- Born: 1959 Sancerre, France
- Died: June 21, 2024 (aged 64–65)
- Known for: Painting, drawing, ceramics, graphic design, porcelain
- Notable work: Magical Horses (2003); Lusitano (2012); En Lusitanie (2014);
- Movement: Impressionism
- Awards: Equus Film Festival – Best Equestrian Art Film 2014 'En Lusitanie'
- Website: beatricebulteau.com

= Béatrice Bulteau =

French equine artist

Béatrice Bulteau (full name Béatrice Paule Jeanne Marie Bulteau) was an equine artist. She was born and grew up in Sancerre, Val de Loire, France, in 1959.

She began drawing horses at four years old, and later, on a trip to Ireland in 1976, delved into watercolours as a self-taught painter.

Her first art show was in Paris at 17 years old. She moved to Portugal in 1980, where she worked as an illustrator for the news at RTP (Rádio e Televisão de Portugal). At that same time, she began a series of studies of horses and movement.

From 1985 to 1995, she exhibited her work in 25 states of the USA, Japan, and Canada. Since then, her shows extended to South America, the Middle East, and most of Europe, which granted her worldwide recognition as a watercolourist and a specialist in impressionistic equine art.

In 1992, she began her work with ceramics and porcelain in Portugal, and also lithography in Paris, from which she would later transition to intaglio. In 1999, she extended her work to tapestry.

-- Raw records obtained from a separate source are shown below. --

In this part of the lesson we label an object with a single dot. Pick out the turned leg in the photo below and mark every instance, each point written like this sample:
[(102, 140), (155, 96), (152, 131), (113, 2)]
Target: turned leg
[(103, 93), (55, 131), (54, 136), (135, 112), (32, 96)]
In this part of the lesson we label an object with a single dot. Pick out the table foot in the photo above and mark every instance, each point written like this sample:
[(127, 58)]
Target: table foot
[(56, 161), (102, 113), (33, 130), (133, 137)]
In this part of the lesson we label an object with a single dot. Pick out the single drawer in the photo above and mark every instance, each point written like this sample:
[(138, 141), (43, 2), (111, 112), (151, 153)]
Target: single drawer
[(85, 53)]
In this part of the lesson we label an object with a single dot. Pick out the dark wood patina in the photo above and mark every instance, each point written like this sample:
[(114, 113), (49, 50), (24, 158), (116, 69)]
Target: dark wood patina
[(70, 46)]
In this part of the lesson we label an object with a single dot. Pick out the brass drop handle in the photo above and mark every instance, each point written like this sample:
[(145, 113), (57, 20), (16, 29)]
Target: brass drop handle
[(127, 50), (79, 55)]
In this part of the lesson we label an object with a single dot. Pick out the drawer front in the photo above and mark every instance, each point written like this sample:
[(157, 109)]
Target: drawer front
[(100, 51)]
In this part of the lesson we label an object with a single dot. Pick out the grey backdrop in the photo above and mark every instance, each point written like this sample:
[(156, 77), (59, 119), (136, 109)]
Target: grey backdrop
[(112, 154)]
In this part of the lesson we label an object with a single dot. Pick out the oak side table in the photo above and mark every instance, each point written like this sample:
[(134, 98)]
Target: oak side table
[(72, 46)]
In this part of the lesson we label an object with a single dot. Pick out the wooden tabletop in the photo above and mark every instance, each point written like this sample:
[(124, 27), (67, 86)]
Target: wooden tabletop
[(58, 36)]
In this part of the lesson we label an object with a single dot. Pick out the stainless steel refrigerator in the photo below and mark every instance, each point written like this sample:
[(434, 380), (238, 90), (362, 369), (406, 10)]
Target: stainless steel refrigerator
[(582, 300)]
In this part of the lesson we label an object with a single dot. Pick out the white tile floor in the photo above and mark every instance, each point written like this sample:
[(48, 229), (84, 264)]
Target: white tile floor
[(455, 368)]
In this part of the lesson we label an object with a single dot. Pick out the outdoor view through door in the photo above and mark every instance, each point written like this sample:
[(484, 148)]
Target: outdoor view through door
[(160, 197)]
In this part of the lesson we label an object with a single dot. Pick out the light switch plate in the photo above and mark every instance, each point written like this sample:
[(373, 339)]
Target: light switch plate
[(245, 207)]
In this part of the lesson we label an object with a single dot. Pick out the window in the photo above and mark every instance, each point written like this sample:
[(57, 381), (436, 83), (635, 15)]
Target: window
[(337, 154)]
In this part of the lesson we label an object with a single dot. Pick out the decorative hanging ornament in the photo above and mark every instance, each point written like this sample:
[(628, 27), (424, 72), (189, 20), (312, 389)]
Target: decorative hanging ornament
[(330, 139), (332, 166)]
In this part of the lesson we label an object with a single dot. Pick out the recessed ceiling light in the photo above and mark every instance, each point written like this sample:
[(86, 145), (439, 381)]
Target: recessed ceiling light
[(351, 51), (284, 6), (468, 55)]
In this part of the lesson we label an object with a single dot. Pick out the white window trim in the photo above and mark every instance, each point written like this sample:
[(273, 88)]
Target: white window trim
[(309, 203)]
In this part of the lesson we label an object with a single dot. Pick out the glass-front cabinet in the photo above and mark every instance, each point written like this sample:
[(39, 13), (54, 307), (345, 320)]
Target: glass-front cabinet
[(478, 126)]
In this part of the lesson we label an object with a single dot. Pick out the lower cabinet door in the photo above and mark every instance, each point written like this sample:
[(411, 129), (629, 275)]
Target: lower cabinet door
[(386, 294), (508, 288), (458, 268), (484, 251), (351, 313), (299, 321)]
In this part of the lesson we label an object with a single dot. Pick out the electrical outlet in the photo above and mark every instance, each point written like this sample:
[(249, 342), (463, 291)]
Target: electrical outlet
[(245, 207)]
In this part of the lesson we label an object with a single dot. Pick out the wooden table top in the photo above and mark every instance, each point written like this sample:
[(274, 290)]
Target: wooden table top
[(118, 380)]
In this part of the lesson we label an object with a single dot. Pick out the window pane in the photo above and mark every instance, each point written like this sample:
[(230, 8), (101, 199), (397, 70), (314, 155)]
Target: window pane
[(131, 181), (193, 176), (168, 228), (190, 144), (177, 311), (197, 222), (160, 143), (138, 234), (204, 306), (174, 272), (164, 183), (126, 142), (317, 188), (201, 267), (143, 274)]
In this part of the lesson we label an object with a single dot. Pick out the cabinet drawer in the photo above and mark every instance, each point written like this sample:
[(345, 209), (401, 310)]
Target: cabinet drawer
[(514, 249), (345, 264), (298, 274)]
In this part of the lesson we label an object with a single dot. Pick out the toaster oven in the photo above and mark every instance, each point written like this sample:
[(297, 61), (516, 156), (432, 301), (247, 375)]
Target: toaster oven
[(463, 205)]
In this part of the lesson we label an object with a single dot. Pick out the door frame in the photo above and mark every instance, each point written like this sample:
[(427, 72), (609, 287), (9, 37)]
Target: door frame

Two art books of her work have been published: Magical Horses, and Lusitano; both of which include poetry written by authors inspired by her work.

Since 2004, her work included digital hybrids, created from base drawings.

She delved into animation in 2010, through experiments with china ink drawings. Her short film En Lusitanie, featuring animated drawings and watercolours, was exhibited at the 2014 Equine Film Festival in New York City. It was her first contest submission, awarded with Best Artistic Film.

After an extended illness, Bulteau died on June 21, 2024.